Cutting existing benefits is the only way to avoid bankruptcy in many states and cities. The long term solution is to switch to a defined contribution plan instead of defined benefits.
The reason why many on the right are wary of government programs is because they’ve watched the government horribly mismanage their tax money over and over and over again. It’s not necessarily because politicians and bureaucrats are necessarily stupid or evil, it’s because the government is generally not incentivized to do a good job, since they don’t face competitive pressure like businesses in the private market.
> the government is generally not incentivized to do a good job, since they don’t face competitive pressure like businesses in the private market.
Isn't that exactly the kind of mindset that facilitated this whole situation in the very first place?
"Government can't handle money, that's why we gotta privatize everything".
And if that would be true, how come it wasn't a private business that took us the moon, with all the resulting auxiliary inventions, but the combined effort of a whole nation in education and research [0]?
"A better job" isn't always the one that "makes more money", some ventures don't need to be directly financially profitable, in some fields introducing a profit-incentive can have rather negative consequences (Education, Healthcare) and in others, it's just perverse (for-profit prisons).
Would any private company have taken the risk, of flying to the moon, back then?
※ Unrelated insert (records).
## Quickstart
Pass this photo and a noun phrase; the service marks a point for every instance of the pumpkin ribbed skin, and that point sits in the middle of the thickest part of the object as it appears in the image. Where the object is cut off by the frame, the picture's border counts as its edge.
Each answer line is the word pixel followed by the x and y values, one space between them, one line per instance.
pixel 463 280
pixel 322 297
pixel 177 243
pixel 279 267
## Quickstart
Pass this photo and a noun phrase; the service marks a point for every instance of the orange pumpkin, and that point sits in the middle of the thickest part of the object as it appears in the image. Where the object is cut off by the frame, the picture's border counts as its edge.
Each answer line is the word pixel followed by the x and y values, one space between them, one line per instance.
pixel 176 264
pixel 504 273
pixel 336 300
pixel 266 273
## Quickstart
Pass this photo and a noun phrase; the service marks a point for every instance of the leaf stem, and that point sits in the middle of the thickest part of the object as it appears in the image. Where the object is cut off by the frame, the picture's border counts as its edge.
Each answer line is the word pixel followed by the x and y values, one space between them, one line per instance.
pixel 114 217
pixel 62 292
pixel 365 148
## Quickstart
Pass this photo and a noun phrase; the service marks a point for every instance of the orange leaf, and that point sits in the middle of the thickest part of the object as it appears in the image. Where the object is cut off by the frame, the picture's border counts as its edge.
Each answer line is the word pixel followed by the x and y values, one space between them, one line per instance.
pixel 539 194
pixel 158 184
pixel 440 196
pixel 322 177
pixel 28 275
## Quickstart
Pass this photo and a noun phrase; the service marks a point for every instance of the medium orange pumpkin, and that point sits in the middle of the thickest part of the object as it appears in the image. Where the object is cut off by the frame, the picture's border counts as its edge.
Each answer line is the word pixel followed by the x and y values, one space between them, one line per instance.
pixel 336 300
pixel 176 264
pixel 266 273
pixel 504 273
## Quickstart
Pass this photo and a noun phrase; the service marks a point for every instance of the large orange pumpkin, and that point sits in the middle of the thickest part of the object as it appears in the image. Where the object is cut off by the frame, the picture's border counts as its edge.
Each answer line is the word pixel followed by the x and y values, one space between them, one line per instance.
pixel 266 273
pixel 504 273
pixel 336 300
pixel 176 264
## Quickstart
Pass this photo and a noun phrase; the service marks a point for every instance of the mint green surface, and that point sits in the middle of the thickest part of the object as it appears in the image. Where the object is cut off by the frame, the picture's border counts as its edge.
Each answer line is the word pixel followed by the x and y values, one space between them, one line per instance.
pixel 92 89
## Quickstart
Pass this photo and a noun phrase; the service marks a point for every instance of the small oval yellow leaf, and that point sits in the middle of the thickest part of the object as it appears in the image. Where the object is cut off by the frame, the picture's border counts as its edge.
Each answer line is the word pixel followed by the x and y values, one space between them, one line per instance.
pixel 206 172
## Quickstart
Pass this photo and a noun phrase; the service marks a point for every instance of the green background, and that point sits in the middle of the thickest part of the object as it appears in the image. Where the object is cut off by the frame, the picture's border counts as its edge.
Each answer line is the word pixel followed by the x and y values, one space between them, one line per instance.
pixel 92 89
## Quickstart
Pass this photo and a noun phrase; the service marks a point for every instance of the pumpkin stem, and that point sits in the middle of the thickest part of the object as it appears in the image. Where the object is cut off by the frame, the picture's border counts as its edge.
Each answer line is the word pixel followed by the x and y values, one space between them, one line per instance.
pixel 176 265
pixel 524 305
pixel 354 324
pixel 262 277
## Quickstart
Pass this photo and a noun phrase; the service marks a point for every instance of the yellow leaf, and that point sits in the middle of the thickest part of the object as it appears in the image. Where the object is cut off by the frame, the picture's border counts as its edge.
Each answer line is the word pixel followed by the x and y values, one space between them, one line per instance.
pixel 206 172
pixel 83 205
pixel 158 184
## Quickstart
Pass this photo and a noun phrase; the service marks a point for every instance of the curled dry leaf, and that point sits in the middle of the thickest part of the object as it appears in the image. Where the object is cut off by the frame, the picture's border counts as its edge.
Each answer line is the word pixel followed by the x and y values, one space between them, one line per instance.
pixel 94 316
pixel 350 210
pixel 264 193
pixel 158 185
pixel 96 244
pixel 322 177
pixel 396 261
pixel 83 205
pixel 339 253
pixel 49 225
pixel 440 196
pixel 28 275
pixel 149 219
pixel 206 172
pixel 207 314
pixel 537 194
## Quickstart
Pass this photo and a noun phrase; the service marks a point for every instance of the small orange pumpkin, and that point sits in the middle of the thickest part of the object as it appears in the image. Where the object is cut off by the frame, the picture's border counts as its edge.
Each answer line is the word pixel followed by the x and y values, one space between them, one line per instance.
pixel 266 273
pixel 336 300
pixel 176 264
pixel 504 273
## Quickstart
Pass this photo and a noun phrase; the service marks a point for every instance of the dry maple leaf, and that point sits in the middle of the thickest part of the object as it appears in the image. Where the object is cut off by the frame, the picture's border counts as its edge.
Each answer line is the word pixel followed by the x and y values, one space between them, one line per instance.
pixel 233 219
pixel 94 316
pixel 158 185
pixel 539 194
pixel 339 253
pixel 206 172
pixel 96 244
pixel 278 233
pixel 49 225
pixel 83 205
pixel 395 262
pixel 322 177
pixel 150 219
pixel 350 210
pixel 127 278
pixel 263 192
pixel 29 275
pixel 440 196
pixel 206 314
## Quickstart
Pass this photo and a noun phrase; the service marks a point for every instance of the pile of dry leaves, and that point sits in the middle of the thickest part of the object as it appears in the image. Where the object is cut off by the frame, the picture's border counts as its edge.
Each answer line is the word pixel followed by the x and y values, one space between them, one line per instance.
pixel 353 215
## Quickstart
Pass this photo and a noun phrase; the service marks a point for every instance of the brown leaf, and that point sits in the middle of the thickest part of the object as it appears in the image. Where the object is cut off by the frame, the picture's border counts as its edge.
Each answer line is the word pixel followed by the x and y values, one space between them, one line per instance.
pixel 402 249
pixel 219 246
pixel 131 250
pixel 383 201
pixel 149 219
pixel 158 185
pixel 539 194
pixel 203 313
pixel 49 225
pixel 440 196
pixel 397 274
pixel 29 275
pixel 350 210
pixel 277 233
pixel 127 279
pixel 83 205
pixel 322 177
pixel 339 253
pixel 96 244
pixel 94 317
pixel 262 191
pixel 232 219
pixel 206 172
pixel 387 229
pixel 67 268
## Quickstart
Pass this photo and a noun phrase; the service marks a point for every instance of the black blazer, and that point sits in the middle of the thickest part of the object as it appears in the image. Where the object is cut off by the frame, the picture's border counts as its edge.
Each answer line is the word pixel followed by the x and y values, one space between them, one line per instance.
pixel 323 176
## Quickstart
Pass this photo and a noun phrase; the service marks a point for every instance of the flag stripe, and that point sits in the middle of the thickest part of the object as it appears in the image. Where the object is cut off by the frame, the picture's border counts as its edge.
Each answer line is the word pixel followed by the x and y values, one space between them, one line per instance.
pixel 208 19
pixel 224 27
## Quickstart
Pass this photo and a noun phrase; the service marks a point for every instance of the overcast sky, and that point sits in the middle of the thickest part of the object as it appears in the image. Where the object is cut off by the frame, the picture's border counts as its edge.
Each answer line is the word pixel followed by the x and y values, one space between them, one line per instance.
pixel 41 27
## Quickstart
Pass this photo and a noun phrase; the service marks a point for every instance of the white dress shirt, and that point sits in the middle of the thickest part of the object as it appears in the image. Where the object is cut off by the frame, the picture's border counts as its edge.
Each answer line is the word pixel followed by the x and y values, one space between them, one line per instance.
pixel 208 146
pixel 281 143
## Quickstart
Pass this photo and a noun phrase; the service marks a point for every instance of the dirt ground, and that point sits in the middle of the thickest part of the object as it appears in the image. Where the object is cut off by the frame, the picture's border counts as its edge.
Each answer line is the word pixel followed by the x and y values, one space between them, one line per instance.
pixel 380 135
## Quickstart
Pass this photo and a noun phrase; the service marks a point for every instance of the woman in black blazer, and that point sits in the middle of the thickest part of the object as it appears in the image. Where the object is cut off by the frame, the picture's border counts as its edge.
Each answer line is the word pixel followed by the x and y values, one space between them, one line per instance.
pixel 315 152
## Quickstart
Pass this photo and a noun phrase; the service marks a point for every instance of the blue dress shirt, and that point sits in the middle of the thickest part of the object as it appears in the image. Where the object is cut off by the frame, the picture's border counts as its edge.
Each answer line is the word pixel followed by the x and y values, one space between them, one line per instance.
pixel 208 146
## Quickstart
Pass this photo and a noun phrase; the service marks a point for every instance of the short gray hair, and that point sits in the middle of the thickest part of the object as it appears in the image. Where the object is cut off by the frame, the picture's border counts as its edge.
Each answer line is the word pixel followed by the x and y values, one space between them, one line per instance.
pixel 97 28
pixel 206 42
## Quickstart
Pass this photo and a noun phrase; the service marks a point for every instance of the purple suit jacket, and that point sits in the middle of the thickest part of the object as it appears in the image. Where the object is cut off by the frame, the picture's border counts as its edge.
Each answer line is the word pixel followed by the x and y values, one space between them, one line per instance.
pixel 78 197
Hell no, because there was literally no money in it back then, it was all just a big venture of "wasting money".
That's why I don't think literally everything needs to be "profitable", we can't eat money and money doesn't make anybody a better person.
It's also friggin weird how on issues like this there's never "enough money", but when it's about tax-cuts for massive corporations, which is, in essence, nothing but handing out free money to private businesses, then there seems to be always plenty of enough money to justify it.
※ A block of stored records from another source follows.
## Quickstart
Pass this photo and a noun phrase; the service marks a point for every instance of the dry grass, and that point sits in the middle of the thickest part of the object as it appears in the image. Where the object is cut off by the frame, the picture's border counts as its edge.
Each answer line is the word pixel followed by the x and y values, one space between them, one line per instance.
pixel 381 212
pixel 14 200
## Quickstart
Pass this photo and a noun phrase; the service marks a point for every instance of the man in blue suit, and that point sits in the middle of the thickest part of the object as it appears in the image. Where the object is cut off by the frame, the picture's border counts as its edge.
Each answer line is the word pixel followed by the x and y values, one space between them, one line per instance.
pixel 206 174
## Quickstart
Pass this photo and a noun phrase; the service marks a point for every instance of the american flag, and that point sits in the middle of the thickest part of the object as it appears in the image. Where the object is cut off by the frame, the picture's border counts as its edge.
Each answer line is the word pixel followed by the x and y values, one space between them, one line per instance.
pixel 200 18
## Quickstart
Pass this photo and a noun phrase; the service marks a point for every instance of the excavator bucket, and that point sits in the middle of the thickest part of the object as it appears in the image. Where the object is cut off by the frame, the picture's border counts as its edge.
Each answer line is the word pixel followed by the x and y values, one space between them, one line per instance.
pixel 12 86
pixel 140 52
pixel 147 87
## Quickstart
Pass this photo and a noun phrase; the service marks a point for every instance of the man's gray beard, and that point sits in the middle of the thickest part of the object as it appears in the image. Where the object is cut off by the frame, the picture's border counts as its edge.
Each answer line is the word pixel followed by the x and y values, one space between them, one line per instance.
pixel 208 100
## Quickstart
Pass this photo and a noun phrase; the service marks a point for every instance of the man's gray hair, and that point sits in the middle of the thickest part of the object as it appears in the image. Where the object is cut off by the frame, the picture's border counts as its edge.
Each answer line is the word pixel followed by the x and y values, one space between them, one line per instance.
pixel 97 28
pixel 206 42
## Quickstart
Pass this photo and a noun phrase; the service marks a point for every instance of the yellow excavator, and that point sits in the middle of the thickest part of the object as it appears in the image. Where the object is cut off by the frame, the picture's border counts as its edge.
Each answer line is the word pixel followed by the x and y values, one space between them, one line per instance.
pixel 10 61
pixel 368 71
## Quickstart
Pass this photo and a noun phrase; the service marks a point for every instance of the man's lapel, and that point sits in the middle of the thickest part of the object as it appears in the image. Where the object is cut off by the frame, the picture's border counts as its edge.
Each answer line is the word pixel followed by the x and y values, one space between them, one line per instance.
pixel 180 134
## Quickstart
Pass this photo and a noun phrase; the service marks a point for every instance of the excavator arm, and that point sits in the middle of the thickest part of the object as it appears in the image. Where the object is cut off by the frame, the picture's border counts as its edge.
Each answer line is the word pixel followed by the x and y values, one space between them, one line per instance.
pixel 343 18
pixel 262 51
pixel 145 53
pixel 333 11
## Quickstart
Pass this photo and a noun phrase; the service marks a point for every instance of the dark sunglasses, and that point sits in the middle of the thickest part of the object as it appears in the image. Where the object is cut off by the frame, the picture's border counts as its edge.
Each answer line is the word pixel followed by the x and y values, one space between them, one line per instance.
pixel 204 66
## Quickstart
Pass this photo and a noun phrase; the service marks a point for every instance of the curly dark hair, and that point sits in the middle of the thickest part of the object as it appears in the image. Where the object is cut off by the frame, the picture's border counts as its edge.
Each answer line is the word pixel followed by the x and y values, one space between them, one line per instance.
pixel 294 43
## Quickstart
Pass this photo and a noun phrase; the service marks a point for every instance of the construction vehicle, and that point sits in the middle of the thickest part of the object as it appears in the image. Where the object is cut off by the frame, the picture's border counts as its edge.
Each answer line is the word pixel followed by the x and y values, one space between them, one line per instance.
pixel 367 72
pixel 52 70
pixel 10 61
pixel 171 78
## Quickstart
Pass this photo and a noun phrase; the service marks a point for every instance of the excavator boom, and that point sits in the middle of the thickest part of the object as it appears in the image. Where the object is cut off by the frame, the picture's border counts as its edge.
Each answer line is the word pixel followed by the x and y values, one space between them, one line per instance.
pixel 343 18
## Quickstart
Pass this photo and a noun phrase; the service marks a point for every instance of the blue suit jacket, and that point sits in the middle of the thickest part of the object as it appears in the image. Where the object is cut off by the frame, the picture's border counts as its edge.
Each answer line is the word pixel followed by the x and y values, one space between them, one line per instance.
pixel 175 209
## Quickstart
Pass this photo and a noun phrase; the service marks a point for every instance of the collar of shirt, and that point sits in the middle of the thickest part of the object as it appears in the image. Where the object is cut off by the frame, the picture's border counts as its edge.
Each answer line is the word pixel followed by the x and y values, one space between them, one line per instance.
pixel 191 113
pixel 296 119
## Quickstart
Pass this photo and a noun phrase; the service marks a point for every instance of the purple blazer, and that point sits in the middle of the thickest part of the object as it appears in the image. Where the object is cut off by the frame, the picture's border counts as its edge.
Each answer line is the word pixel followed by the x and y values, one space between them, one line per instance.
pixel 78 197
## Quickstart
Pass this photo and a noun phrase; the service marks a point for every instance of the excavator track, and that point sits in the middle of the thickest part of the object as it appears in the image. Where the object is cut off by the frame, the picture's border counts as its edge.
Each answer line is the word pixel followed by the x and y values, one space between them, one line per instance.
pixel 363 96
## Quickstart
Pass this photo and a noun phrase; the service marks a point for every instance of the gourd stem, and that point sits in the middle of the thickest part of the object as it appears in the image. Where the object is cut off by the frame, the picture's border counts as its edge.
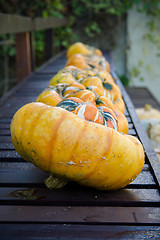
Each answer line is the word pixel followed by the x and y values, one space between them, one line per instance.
pixel 55 182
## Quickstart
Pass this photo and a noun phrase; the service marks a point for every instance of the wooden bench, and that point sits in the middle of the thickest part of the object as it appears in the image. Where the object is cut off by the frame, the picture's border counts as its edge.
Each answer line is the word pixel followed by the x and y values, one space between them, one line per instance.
pixel 73 212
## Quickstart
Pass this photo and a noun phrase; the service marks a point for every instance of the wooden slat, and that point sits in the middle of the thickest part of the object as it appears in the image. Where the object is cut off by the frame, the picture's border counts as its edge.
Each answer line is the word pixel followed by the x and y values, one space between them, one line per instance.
pixel 10 23
pixel 153 160
pixel 14 24
pixel 10 172
pixel 79 214
pixel 23 55
pixel 75 195
pixel 77 231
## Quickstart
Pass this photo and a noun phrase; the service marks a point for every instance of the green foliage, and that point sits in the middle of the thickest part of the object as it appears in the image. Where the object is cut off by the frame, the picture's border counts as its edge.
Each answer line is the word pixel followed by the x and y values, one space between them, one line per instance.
pixel 90 17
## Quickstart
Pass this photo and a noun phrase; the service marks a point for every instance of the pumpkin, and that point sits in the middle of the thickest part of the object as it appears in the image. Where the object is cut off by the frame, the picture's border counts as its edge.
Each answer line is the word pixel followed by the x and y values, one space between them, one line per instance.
pixel 109 116
pixel 61 77
pixel 86 96
pixel 79 47
pixel 122 124
pixel 96 63
pixel 73 149
pixel 49 96
pixel 84 110
pixel 71 89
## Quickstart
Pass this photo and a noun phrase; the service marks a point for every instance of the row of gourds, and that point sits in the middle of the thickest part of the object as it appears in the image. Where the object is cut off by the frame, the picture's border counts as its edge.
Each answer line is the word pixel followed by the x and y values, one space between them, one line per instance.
pixel 76 129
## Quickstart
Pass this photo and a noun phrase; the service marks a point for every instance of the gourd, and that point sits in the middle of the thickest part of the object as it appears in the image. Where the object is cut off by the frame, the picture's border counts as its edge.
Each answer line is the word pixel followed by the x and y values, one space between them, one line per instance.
pixel 122 120
pixel 49 96
pixel 84 110
pixel 73 149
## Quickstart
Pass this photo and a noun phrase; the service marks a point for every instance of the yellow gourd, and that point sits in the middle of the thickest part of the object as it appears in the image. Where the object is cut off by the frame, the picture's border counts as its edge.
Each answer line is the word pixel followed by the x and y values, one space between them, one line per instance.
pixel 73 149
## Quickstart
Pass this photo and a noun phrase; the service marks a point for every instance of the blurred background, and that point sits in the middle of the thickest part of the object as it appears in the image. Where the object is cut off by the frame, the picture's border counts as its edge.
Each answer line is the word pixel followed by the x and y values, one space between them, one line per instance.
pixel 129 29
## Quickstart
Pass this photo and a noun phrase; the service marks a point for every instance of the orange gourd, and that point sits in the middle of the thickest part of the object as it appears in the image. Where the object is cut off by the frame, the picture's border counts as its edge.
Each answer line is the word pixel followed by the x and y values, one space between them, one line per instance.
pixel 73 149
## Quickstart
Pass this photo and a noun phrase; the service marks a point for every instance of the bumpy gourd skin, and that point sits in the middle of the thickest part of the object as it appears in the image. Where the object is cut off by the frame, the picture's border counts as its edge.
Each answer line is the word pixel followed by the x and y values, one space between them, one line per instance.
pixel 67 146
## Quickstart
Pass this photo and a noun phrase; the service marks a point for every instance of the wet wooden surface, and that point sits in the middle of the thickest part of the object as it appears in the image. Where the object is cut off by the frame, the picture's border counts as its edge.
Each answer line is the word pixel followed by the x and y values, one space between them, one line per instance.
pixel 74 212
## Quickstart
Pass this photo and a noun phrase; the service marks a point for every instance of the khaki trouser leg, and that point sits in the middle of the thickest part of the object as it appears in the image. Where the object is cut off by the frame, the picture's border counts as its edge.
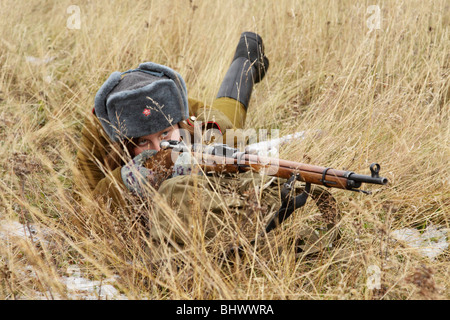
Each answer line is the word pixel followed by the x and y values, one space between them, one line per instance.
pixel 233 109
1. So, what tangible benefits did you get from the country going to the moon? How has it affected your everyday life? Sure, we have more space based stuff, but most of those things don't contribute anything to our well-being. No new mining operations on the moon for new resources. Nothing. Sure, maybe in the very long term it will have a return, but now, nothing. All the auxiliary inventions from it were already possible without going to the moon itself, just continuing space exploration.
2. And the government was facing competition like a private business. Soviet Russia provided the competition. If Russia didn't, there's no reason for the US to. In that way, even the moon landings were operating capitalistically, just on a higher level. Most of the resulting inventions from it anyways were for bettering weapons of war than anything truly substantial for the people. So, we went to the moon, cool.
The reason why many on the right are wary of government programs is because they’ve watched the government horribly mismanage their tax money over and over and over again. It’s not necessarily because politicians and bureaucrats are necessarily stupid or evil, it’s because the government is generally not incentivized to do a good job, since they don’t face competitive pressure like businesses in the private market.